ドイツでは16才未満は基本的に飲酒禁止ですが,保護者と一緒のときは14才からお酒を飲めます。しかし飲食店では,アルコール分の強い酒類は,たとえ量が少ない混合飲料であっても18才以上の人でないと提供することはできません。日本食レストランはディスコやパブではないので,厳密に考える必要はないかも知れませんが,身体が大きいコドモはたくさんいます。おかしいと思ったら,年齢を聞くか,場合によっては身分証明書の提示を求めるように,従業員に教育しておくことも大切です。
酒を飲んだ若者よりも,提供した側が罰せられます。

Infektionsschutzgesetz: 感染予防法

厨房だけでなくレストランで就労する人はすべて,食品の感染で発生する症状,感染リスク,従業員の衛生管理に関する知識を持っている必要があります。
従業員および経営者は,セミナーなどを受講して証明書を取得しなければなりません。

Hygienevorschriften: 保健衛生規定

飲食業の保健衛生に関しては,レストランが独自に規定を作成して従業員に遵守させます。HACCP 管理への適応も含まれます。
特に中規模以上の飲食店は,衛生・清掃計画書,食材購入時の管理方法,温度管理,害虫処分の方法,従業員教育などについて,管轄局から定期的にチェックを受けます。

Stellplatzverpflichtung: 駐車法

建物の改築などを行った場合,駐車場や自転車置き場なども併せて変更しなければならないこともあります。

Außengastronomie: 屋外の飲食

レストラン前の道路脇などでの飲食を提供したい場合は,客席数・面積の増加分として特別許可が必要です。特に,50席以上または屋内の客席数の50%以上が屋外に設けられる場合は,建築法に準じた許可も必要となります。

Ladenöffnungszeiten: 営業時間

営業時間は連邦州ごとに異なりますので,各州の規定に準拠します。

Preisangaben: 価格表示

価格が表示されたメニューはテーブルに置いておくか,テーブルに着いた客に提示する必要があります。
勘定の支払い時にも,客の要望があれば,価格が表示されたメニューを改めて提示しなければなりません。
はっきりと読めるのであれば,壁などに表示する方法でも構いません。
また併せて,レストランの入り口または入り口近くに,主要なメニューと価格の表示が必要です。
表示価格は付加価値税(ドイツは19%),サービス料など,全て込みの価格です。
客が使用できる電話などがある場合は,1分あたりまたは1通話あたりの料金を提示します。

GEMA & GEZ: 音楽著作権及びテレビ・ラジオ視聴

GEMA(Gesellschaft für musikalische Aufführungs- und mechanische Vervielfältigungsrechte)はドイツ最大の音楽著作権会社です。

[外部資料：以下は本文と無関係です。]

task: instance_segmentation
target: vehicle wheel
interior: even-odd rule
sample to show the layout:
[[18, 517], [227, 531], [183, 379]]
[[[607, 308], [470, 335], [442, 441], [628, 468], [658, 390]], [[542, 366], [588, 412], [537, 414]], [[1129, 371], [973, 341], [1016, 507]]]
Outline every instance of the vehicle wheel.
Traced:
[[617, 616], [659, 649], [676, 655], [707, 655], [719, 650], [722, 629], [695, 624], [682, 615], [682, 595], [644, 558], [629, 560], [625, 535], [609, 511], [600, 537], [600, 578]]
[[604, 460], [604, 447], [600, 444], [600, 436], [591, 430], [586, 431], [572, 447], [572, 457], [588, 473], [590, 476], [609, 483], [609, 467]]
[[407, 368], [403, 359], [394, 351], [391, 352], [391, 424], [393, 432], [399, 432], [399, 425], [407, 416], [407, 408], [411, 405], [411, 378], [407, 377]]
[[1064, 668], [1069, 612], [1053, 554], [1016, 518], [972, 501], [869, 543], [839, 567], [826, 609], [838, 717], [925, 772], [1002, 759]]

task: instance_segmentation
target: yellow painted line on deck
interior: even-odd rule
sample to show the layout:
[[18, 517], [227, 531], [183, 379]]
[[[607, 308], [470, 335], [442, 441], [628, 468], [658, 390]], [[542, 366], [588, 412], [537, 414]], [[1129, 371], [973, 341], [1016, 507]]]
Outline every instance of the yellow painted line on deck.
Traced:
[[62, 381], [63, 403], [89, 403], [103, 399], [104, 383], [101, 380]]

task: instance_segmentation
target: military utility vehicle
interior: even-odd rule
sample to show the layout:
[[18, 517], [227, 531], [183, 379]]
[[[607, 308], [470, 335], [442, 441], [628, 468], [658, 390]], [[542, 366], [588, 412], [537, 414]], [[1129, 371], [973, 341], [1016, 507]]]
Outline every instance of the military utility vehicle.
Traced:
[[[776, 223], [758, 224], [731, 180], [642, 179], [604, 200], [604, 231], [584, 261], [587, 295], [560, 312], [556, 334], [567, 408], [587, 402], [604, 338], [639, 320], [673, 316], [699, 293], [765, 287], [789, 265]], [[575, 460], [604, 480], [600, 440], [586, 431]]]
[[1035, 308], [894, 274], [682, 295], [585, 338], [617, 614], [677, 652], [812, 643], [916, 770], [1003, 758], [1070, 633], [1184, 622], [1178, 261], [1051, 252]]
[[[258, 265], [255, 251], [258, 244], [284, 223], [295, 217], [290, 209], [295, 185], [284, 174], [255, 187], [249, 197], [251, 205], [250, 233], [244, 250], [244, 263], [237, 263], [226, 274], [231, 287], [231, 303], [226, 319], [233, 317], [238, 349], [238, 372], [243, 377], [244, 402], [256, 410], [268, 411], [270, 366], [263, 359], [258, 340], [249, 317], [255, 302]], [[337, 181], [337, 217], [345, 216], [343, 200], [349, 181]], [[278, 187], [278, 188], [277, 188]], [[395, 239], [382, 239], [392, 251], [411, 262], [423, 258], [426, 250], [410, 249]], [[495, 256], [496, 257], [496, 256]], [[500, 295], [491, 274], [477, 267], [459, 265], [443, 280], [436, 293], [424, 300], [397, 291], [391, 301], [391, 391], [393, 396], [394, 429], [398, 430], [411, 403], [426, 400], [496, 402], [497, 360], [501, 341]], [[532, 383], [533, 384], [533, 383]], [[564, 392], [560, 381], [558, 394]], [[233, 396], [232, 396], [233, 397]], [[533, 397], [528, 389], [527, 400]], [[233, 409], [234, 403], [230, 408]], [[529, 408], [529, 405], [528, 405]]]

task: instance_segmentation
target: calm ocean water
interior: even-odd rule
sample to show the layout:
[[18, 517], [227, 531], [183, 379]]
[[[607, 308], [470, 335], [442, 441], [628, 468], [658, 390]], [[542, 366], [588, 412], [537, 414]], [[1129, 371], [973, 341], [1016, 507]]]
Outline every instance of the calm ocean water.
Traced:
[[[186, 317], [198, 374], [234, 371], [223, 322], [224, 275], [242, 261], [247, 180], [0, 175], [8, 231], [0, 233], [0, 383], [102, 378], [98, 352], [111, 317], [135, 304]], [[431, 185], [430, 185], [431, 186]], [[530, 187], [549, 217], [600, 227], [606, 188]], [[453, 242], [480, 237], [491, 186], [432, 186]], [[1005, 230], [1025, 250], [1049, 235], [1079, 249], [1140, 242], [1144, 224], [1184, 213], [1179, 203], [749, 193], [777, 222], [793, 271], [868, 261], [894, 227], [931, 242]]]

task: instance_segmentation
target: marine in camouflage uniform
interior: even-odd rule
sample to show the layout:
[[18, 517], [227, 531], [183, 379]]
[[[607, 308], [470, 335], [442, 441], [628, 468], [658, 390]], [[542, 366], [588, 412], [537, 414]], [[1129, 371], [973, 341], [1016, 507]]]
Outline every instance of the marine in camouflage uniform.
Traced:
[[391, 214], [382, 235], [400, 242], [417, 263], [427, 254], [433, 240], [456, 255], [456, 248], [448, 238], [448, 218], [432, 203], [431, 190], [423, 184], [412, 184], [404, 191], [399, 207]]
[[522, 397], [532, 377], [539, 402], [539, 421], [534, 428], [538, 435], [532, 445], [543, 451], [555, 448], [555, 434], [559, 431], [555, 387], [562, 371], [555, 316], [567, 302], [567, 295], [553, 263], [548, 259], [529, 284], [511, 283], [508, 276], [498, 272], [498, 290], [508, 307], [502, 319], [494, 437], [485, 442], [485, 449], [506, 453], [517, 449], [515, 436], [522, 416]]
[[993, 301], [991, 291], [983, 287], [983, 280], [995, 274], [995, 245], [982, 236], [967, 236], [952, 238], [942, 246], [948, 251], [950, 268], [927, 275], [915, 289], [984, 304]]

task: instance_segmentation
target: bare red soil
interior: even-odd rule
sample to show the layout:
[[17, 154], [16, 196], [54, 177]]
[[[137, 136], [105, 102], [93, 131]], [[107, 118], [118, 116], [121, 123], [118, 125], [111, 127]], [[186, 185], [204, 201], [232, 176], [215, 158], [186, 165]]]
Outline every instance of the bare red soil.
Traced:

レストランなど公共の場で音楽を流す場合はGEMAへの申請が必要です。
GEZ(Gebühreneinzugszentrale)はドイツ公共放送の視聴料の徴収機関です。ラジオ,テレビ,インターネット使用装置などがレストラン内に置かれている場合は,使用の有無を問わず申請が必要です。料金は従業員の数によって異なります。

Kennzeichnungsvorschriften für Lebensmittel: 食品(添加物)表示法

特別な調理(処理)が施された食品および添加物が入った飲料は,その旨,メニューに明示します。